CVE-2025-15139

CVE-2025-15139 is a command injection vulnerability in the TRENDnet TEW-822DRE AC1200 Dual Band Wireless Router running firmware versions 1.00B21 or 1.01B06. The flaw resides in the function sub_43ACF4 within the /boafrm/formWsc file, where the peerPin argument is improperly handled, allowing attackers to inject arbitrary commands. Associated with CWEs-74 (injection) and CWE-77 (command injection), it carries a CVSS v3.1 base score of 6.3 (AV:N/AC:L/PR:L/UI:N/S:U/C:L/I:L/A:L), indicating medium severity.

The vulnerability enables remote exploitation by attackers who possess low privileges (PR:L), such as authenticated users on the device. By manipulating the peerPin parameter during interactions with the WSC (Wi-Fi Protected Setup) form, an attacker can execute arbitrary commands on the underlying system, potentially leading to limited impacts on confidentiality, integrity, and availability as per the CVSS metrics.

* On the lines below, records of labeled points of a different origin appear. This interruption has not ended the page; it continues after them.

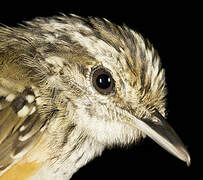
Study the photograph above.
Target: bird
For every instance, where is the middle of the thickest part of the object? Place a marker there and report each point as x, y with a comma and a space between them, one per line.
72, 86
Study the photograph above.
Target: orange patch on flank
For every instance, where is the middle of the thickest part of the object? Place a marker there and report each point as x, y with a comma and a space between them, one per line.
21, 171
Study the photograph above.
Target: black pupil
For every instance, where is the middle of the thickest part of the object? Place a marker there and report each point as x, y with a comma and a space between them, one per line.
103, 81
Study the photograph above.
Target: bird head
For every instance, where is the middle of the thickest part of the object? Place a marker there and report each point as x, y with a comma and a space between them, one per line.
111, 83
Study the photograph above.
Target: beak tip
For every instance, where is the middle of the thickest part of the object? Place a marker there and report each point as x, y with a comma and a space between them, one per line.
186, 156
188, 160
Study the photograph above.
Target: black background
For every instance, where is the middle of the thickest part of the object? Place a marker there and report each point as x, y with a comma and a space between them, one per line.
172, 29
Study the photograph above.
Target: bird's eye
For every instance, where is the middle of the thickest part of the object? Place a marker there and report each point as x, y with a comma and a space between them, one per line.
103, 81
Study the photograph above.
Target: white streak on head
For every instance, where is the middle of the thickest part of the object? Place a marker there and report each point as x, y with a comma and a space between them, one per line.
23, 112
33, 110
96, 47
56, 61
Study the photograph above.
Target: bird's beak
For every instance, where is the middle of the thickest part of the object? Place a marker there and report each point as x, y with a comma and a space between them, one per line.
162, 133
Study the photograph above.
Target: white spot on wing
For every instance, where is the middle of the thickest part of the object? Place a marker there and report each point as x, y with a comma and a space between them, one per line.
10, 97
30, 98
33, 110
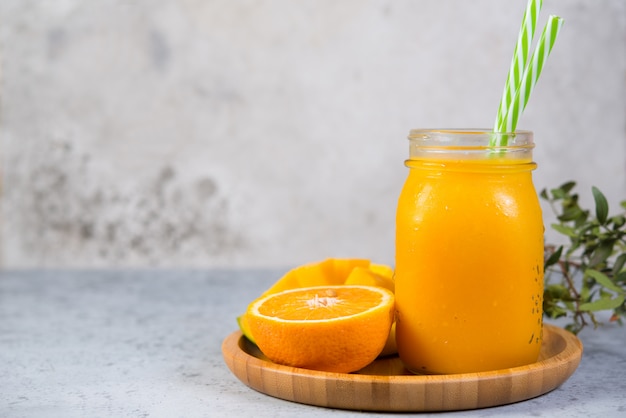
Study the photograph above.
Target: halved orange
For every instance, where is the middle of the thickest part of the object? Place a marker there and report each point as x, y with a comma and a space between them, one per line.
331, 271
329, 328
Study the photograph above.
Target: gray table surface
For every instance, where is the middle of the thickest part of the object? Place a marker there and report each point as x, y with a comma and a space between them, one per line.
148, 344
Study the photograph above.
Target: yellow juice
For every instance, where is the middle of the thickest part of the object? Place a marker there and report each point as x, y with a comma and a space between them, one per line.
469, 262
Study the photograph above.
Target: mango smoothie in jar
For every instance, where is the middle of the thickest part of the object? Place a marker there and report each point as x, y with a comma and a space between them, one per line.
469, 254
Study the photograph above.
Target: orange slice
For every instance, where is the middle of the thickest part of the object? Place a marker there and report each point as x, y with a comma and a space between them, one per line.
328, 328
367, 277
332, 271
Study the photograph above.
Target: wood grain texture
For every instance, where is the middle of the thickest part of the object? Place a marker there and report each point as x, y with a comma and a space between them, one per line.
385, 385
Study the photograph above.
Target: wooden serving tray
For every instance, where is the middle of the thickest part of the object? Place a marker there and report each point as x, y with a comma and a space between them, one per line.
385, 385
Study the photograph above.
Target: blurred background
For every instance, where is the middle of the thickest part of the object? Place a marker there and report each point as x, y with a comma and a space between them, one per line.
269, 133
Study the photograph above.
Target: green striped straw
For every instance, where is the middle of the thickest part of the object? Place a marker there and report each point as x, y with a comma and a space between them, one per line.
531, 74
517, 90
520, 55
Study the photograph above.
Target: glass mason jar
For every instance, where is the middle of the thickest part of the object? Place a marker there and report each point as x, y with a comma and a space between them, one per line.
469, 254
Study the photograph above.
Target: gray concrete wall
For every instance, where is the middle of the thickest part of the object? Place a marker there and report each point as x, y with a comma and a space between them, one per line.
271, 132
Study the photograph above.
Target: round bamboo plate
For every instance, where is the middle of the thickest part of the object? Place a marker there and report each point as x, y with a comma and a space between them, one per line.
386, 385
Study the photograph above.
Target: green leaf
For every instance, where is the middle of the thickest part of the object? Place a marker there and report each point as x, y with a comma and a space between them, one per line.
619, 264
604, 280
602, 252
602, 206
602, 304
567, 187
554, 258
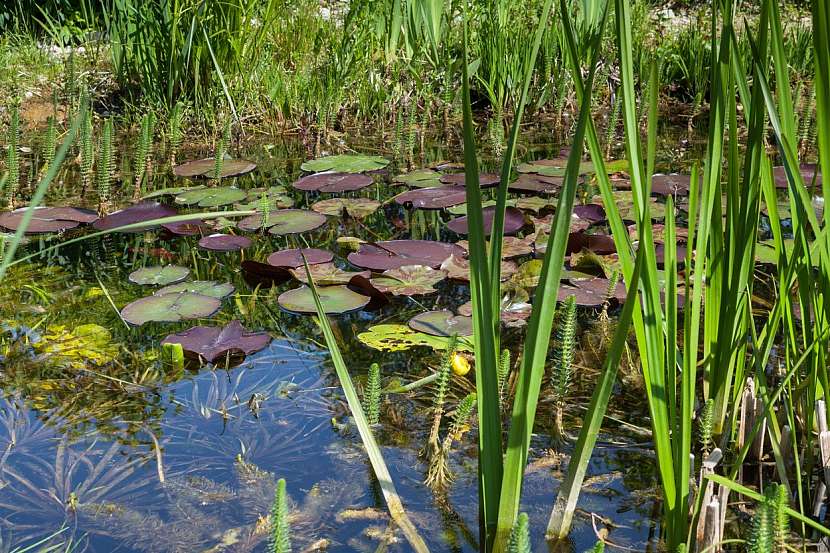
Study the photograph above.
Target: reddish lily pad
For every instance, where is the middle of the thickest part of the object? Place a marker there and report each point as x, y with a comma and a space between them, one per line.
328, 183
409, 280
392, 254
208, 288
357, 208
210, 343
224, 242
161, 275
206, 167
170, 308
47, 219
137, 213
327, 274
334, 299
433, 198
284, 221
514, 220
442, 323
293, 258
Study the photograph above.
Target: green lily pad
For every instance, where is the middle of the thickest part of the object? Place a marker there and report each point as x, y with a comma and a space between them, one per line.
357, 208
170, 308
442, 323
284, 221
345, 163
160, 275
211, 197
409, 280
397, 337
334, 299
209, 288
327, 274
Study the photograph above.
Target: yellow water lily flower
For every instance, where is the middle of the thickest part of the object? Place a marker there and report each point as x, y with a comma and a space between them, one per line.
460, 365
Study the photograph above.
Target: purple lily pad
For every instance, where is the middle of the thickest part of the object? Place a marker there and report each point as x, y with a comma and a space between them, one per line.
210, 343
485, 180
514, 220
333, 182
442, 323
293, 258
433, 198
393, 254
137, 213
224, 242
48, 219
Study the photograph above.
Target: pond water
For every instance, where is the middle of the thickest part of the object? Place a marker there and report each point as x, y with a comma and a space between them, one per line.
134, 456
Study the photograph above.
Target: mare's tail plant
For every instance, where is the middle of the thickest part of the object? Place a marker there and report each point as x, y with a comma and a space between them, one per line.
371, 396
563, 354
280, 539
13, 155
104, 167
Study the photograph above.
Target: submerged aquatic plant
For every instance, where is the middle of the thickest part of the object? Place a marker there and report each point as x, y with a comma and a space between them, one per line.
280, 538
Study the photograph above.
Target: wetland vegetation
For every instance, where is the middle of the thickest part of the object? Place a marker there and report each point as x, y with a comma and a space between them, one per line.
423, 275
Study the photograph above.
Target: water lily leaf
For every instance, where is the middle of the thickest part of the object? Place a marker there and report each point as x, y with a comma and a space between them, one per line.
170, 191
211, 197
458, 268
357, 208
420, 178
206, 167
211, 343
329, 183
409, 280
514, 220
345, 163
48, 219
284, 221
209, 288
391, 254
396, 337
327, 274
76, 347
170, 308
335, 300
432, 198
293, 258
224, 242
442, 323
138, 213
161, 275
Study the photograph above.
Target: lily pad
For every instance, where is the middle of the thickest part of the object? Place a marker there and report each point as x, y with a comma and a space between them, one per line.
206, 167
284, 221
170, 308
409, 280
224, 242
334, 299
432, 198
211, 197
293, 258
514, 220
137, 213
392, 254
210, 343
345, 163
47, 219
329, 183
327, 274
209, 288
161, 275
397, 337
442, 323
357, 208
420, 178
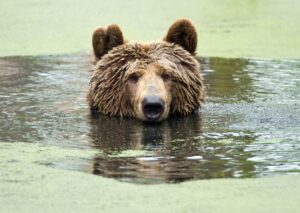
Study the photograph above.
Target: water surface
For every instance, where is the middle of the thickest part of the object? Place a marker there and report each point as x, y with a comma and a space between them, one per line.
248, 127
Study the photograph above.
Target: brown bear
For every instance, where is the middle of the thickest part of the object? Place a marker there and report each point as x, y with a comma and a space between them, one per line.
147, 81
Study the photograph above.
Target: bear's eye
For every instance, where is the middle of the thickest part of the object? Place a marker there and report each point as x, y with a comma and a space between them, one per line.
166, 77
133, 78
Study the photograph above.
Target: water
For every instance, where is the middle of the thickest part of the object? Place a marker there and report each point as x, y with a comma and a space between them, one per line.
248, 127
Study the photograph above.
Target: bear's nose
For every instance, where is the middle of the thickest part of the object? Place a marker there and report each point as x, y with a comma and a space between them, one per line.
153, 107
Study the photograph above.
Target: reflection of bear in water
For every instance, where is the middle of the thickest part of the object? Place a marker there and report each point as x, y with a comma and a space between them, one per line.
148, 81
169, 143
177, 152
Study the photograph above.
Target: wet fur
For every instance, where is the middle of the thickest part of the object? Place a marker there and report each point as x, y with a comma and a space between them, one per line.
108, 92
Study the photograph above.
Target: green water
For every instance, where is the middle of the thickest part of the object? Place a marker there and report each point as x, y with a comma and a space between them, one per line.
248, 127
227, 28
247, 130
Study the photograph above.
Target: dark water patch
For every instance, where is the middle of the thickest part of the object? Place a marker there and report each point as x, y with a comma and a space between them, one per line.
248, 127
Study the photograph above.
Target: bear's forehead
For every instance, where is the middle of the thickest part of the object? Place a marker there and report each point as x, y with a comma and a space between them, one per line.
139, 55
150, 51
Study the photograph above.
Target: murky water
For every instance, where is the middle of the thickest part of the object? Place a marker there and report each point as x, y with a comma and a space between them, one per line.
248, 127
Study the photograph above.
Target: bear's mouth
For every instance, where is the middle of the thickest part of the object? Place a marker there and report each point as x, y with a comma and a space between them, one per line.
153, 108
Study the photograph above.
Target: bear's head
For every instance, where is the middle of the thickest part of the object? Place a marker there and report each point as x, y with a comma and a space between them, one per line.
148, 81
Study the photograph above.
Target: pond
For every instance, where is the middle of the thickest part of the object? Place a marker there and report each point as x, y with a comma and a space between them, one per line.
247, 128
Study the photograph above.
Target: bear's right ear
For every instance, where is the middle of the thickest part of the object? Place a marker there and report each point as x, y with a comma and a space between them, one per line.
104, 39
184, 34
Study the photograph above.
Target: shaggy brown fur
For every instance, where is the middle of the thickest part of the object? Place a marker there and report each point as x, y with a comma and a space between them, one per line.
109, 91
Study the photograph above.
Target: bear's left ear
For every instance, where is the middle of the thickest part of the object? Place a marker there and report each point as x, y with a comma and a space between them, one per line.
104, 39
183, 33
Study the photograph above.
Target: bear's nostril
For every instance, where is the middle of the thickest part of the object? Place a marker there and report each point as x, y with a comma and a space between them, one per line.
153, 107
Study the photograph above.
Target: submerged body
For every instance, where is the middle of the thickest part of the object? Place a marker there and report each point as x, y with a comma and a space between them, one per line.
147, 81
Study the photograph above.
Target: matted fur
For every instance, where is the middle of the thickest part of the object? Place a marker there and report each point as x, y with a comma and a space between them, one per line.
108, 92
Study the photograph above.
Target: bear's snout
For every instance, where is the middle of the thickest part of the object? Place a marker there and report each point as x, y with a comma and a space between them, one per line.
153, 108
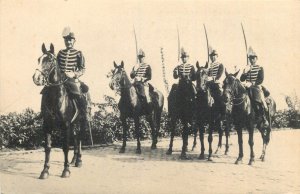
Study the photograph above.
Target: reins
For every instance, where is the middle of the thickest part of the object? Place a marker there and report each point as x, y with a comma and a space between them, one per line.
53, 67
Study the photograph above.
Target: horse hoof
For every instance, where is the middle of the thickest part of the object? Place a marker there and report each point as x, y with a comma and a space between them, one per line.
201, 157
44, 175
78, 163
169, 152
122, 150
238, 161
66, 173
183, 156
251, 161
138, 151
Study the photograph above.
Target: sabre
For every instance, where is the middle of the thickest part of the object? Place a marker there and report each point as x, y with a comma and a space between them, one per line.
245, 43
178, 58
206, 44
136, 47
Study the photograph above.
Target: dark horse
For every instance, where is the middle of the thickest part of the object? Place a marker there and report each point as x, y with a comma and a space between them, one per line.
58, 110
244, 115
131, 106
181, 107
206, 113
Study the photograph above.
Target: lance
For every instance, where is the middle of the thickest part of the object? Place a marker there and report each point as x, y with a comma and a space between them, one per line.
245, 44
178, 58
206, 43
136, 47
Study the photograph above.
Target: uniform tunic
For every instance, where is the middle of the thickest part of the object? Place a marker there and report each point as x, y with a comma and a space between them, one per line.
255, 75
71, 60
185, 71
216, 70
143, 71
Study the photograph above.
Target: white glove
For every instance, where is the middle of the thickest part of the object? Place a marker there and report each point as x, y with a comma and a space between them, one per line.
210, 79
247, 68
247, 84
71, 74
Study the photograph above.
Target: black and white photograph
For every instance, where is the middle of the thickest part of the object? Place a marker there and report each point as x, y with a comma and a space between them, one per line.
149, 97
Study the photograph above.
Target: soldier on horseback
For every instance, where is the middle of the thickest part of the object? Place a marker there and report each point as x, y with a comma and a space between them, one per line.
71, 62
254, 77
142, 73
215, 71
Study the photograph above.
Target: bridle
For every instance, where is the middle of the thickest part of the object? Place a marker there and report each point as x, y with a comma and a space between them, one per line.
53, 66
234, 94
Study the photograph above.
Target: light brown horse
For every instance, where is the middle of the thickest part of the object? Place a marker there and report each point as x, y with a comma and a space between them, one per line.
58, 110
131, 106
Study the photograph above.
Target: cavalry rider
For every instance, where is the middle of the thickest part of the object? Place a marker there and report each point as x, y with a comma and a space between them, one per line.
142, 73
254, 77
215, 71
71, 62
185, 71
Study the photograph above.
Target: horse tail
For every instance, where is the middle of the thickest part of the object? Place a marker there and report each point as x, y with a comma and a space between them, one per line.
164, 71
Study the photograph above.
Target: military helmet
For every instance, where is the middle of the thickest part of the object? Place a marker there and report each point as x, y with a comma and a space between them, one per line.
67, 33
213, 53
183, 53
141, 53
251, 53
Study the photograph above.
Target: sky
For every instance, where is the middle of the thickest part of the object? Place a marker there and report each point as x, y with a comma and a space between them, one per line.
104, 33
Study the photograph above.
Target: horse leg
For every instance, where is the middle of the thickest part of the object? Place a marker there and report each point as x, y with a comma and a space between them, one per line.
172, 125
152, 121
195, 129
79, 137
125, 128
251, 142
240, 141
201, 135
220, 131
45, 171
227, 128
185, 141
66, 143
137, 132
210, 139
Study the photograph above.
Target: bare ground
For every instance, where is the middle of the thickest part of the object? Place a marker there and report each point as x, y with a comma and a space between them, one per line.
104, 170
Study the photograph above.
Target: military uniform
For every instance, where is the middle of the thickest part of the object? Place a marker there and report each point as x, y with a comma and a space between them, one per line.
215, 71
255, 77
72, 60
141, 75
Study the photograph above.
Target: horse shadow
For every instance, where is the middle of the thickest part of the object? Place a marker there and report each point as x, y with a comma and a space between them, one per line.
148, 154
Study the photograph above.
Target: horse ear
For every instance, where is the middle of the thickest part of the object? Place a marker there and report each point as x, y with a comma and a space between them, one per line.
197, 65
44, 50
51, 48
236, 73
226, 72
206, 65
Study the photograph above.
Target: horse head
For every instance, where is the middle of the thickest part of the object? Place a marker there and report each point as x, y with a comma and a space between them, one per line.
230, 86
46, 63
117, 74
202, 76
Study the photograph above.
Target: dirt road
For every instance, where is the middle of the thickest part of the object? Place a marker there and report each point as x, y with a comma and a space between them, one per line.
104, 170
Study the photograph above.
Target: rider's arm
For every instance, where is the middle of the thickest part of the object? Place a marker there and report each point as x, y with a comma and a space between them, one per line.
220, 72
260, 77
148, 75
80, 69
132, 73
193, 73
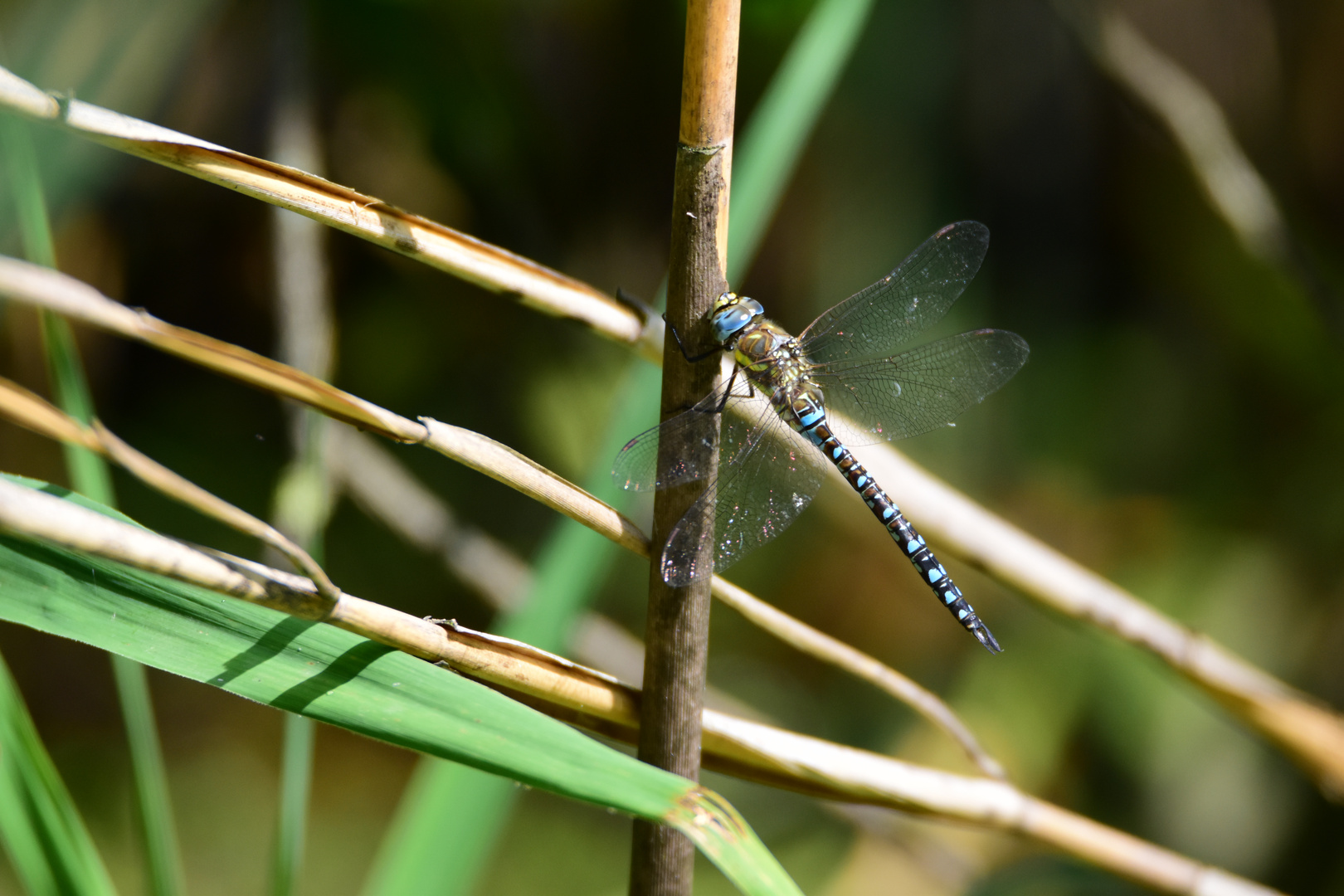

Advisories from VulDB and the disclosure on Notion.site note that the exploit has been publicly released and may be actively used, but the vendor was contacted early without any response or patch availability mentioned. Security practitioners should isolate affected devices, restrict administrative access, and monitor for anomalous command execution until firmware updates are provided.

Notably, the public disclosure of the exploit increases the risk of real-world exploitation against unpatched TRENDnet TEW-822DRE routers still in use.